Share this Article
Recently, we reported on a co-op board that voted to evict one of its shareholders, terminating the man’s proprietary lease for alleged objectionable conduct.
So, what behavior, exactly, will get you the boot?
“It’s never just one thing—it’s always several,” says Adam Leitman Bailey, a real estate lawyer whose firm is representing the abovementioned shareholder.
Drawing on the several dozen so-called “Pullman” cases his firm has handled over the years, Bailey ticked off some things to avoid if you’re attached to your co-op:
1. A letter writing campaign to the city alleging violations that wind up costing your building hundreds of thousands of dollars in fines, legal fees and repairs.
2. Fistfights, name calling and poison-pen campaigns against members of the board.
3. Urinating in the pool, breaking glass in the lobby, smelling bad, breaking house rules.
4. Suing the board unnecessarily.
5. Hoarding junk and critters.
Um, who would do all these things?
“A lot of them are activists, a lot have mental problems though they’re not crazy,” says Bailey. “The really rich ones are spoiled. They usually talk too much and they’re people who like fighting. They don’t really see reality like everyone else does.”

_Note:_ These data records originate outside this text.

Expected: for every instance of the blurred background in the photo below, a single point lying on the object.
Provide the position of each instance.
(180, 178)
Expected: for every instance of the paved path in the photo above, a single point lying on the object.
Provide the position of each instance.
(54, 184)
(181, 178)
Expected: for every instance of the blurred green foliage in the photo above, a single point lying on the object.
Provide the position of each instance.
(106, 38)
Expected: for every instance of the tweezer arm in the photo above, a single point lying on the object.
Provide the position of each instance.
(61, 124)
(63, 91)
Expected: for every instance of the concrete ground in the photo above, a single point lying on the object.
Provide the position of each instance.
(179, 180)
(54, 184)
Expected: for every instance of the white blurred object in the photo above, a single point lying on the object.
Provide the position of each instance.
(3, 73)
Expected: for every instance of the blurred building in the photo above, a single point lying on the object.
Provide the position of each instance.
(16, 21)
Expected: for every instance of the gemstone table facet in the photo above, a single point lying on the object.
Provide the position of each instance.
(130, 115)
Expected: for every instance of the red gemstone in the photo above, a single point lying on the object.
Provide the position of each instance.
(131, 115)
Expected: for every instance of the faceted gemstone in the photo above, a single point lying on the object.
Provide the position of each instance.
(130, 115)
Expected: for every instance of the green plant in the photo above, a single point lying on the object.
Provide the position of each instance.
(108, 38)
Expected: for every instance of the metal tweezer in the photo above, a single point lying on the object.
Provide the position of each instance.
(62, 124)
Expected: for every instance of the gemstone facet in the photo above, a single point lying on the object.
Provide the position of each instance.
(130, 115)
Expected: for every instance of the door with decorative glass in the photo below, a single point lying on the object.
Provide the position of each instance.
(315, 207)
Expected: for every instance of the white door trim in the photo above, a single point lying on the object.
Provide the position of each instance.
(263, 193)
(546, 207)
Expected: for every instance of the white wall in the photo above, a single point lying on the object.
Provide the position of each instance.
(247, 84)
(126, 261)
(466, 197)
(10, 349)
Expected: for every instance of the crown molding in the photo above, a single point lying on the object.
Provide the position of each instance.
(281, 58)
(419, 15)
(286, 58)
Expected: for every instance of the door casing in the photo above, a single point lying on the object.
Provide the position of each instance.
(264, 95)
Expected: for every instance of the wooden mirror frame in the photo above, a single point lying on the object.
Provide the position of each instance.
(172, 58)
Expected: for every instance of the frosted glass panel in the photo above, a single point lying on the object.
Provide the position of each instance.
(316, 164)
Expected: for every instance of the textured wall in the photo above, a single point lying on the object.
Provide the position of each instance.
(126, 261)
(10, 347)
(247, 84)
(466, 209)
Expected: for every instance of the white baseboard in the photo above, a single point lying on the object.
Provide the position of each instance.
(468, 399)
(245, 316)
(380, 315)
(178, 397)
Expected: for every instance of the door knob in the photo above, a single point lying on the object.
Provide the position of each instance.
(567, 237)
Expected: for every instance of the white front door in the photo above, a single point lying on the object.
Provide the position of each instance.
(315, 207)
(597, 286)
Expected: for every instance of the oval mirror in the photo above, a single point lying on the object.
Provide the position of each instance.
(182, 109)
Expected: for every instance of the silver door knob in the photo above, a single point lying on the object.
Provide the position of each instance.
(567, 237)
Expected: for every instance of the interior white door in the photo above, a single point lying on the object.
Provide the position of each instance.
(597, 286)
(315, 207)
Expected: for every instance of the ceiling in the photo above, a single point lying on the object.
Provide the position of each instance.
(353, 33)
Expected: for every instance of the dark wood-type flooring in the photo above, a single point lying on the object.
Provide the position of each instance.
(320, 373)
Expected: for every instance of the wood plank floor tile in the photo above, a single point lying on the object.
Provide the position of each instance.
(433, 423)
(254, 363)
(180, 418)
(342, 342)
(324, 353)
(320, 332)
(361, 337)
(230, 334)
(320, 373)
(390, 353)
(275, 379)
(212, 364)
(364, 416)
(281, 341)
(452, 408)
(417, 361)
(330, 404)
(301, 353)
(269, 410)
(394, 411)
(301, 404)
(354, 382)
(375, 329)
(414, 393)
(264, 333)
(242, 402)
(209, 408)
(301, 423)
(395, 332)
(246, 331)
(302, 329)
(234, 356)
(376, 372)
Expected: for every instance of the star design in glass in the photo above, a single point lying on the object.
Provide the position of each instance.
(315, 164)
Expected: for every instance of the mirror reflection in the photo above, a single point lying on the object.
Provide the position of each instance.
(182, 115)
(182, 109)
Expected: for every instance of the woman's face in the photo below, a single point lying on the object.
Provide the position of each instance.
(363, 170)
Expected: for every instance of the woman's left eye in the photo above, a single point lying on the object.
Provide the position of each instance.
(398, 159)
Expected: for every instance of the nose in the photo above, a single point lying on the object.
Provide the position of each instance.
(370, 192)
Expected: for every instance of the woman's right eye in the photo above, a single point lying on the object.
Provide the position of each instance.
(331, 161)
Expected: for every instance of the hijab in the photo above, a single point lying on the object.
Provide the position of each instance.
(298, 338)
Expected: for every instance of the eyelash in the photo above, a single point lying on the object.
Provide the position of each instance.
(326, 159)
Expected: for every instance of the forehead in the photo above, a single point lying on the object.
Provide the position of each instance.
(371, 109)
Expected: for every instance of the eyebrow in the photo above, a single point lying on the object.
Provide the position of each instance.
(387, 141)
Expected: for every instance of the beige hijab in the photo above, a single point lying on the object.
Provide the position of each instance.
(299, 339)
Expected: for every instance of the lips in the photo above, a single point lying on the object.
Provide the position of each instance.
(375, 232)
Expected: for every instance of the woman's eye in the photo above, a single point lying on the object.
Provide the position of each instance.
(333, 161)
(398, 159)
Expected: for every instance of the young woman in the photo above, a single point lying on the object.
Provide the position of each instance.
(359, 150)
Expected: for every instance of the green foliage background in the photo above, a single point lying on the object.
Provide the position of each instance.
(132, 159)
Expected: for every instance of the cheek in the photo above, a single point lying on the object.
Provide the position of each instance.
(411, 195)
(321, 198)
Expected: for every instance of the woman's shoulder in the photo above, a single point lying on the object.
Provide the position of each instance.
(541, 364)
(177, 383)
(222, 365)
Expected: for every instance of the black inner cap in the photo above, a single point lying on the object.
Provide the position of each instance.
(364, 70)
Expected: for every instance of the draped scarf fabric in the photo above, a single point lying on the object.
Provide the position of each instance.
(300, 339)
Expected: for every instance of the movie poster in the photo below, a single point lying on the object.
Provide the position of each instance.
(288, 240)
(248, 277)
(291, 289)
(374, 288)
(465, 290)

Bailey notes that most cases settle out of court.
Typically, owners agree to sell within six months, and the board agrees to relax its approval process, rejecting a sale only if the financials aren’t strong enough. If the owner is unable to sell for a certain price, he or she might be allowed to rent the apartment to someone else for a period of time.
It usually costs around $5,000 to reach a mutually agreeable exit strategy, says Bailey. When cases go to court, legal fees can range from $20,000 to $150,000.
If the owner loses in court, he or she “always ends up paying my legal fees, which we collect at the closing,” says Bailey. That prospect alone can help persuade an owner to turn in the keys and move right along.